これは、アメリカ、ロサンゼルスを拠点にストリートフォトグラファーとして活動しているEric Kimさんの記事の中から気になったものをピックアップして独断と偏見で解釈してみたものです。

僕は約1年間世界を回って写真を撮り続けているのですが(現在も旅の途中です)、この記事の中で「あー、確かにそうだな」と実体験ベースで納得したものをピックアップしています。忘れてしまわないうちに備忘録として書き留めたいと思います。

前回は10個まとめたので今回は11から。

 

11.少なくとも2つバックアップをとっておくこと。戦争での、2は1、1は0という考え方と同じ。

DSC_3473

旅中での撮影で最もよく言えることなのですが、海外を旅しているとよくカメラの盗難や強盗に遭ったという話を良く聞きます。

もちろん、自分の命を守る事が第一優先ですが、その次に大事なのは「データ」です(写真に関して言えば)。

正直、どんなに高価なカメラやレンズを盗まれたとしても、もう一度買えばいいだけの話です。その時はかなり凹むと思いますが、お金さえかければ購入できるもの。

しかし、「データ」は違います。様々な場所で撮った思い出の写真、お気に入りの写真。こればかりはどんなにお金を積んだところで返ってくるものではありません。

僕は、外付けのハードディスクへ保存とは別に、Web上の無料ストレージを使ってバックアップを取っています。

Dropbox 2GBまで無料

Google  Drive 15GBまで無料

ADrive 50GBまで無料

基本的にRAWで撮影し気に入ったものをJPEGで書き出しWeb上に保存。本当に大切なものはRAWでも保存しています。

手遅れになる前にデータはきちんと管理しましょう。

 

12.ネックストラップはやめて、ハンドストラップを使うこと。

写真 2015-01-31 14 45 28

これは意見が分かれるところだと思いますが、僕は賛成。現にハンドストラップを使用して旅を続けています。

僕がハンドストラップを使う理由を挙げると

・首からかけた状態だと歩く時にブラブラ揺れ動く。結局手で押さえておかないといけない。特に、気を抜いていると機材をどこかにぶつけてしまう。トレッキングの時なんかは特にそう。

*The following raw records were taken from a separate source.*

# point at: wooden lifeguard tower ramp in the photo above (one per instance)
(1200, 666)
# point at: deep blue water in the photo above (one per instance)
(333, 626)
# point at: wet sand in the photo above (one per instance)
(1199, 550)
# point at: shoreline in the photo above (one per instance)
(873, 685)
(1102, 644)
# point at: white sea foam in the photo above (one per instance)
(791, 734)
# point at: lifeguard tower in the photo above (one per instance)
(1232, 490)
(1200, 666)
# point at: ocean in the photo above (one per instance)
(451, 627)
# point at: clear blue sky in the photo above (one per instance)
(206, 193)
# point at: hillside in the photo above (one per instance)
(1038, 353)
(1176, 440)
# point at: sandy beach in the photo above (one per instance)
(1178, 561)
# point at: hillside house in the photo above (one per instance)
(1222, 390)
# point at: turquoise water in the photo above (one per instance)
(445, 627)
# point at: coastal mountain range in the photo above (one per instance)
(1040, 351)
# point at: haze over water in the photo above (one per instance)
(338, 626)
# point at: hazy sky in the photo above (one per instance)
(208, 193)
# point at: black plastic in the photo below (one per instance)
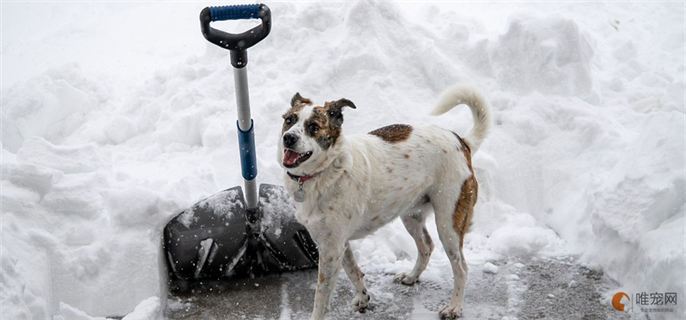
(242, 243)
(236, 43)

・シャッターチャンスを逃す。これが一番大きいかも。すぐにシャッターを切れるように常に手に持っています。

・首が疲れる。重たい一眼レフを長時間首にかけていると案外疲れるんですよね。

 

ただずっと手に持っておくのも大変なので、僕はどうしているかというと

写真 2015-01-31 15 12 26

上の写真みたいにカラビナを使ってリュックのベルトの所に引っ掛けています。肩の下辺りにぶら下がるイメージです。フックとカメラの距離が近いため、多少動いても安定していますし、トレッキングや両手を使いたい時などにぱっと引っ掛けて、取り外しも簡単。

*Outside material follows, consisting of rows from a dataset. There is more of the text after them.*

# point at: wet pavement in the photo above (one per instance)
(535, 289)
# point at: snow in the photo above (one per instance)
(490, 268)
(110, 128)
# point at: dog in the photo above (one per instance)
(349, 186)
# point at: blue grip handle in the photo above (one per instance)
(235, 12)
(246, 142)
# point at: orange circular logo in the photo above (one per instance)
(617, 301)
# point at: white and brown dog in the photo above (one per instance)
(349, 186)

まぁ、こんなのやっている人は見た事ありませんが、僕はかなり重宝しています。このためにフックをかけれるカメラリュックを選びましたし、ハンドストラップとの相性も抜群。

興味がある人は是非試してみて下さい。

 

13.被写体に近づくこと。大抵の場合、その方がいい写真が撮れる。

DSC_6272

人物、風景、どちらの場合にも効果的だと感じます。

例えば、人物撮影の場合。異国の地で人物撮影をするのは簡単ではないですよね。写真を撮られるのを嫌がる人は多いですし、実際自分だって知らない外国人から勝手にパシャパシャ撮られるのはいい気持ちがしないと思います。

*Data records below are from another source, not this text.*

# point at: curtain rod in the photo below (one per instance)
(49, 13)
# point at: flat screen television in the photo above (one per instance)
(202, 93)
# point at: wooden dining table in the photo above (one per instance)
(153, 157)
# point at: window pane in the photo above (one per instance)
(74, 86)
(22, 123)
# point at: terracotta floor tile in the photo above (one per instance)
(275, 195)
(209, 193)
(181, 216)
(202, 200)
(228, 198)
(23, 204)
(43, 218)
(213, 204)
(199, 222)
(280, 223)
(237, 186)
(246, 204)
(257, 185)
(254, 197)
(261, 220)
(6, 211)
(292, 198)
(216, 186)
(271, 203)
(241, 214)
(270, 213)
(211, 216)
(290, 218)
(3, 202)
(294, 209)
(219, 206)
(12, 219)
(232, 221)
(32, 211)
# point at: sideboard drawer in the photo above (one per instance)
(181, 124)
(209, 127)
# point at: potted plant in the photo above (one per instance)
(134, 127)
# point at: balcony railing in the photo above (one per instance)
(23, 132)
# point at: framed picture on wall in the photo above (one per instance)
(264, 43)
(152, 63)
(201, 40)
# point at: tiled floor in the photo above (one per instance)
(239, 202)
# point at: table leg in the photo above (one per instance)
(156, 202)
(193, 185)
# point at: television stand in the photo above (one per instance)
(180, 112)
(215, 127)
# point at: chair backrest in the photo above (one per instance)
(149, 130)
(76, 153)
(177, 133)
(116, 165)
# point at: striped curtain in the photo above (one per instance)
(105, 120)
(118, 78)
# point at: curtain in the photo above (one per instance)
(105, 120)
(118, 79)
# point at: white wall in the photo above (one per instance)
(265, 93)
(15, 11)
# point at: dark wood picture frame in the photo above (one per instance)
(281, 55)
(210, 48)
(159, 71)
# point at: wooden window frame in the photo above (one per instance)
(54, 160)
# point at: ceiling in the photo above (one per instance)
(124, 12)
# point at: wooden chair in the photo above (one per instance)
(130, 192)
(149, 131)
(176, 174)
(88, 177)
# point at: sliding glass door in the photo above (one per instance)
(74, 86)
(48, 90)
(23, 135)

だからと言って、遠くから隠れて撮ってもやっぱり良い写真にはなりにくいです。何かテーマを持って、あえて望遠で狙って撮るならいいのでしょうが、ただ「遠くから撮る」だけだとその場の空気感が失われてしまいます。

人物を撮る時は現地の人とのコミュニケーションは必須になってきますね。

DSC_2602-2

風景の場合でも同様かと。例えば、紅葉の時期で山の色づきが変化している部分を切り取るなら望遠レンズを使って遠くから狙えばいいのですが、臨場感や迫力ある写真を撮りたければギリギリまで寄って広角レンズを使用した方がいい写真が撮れると実感しています。

 

14.撮影中はその場の一員となること。傍観者にはなるな。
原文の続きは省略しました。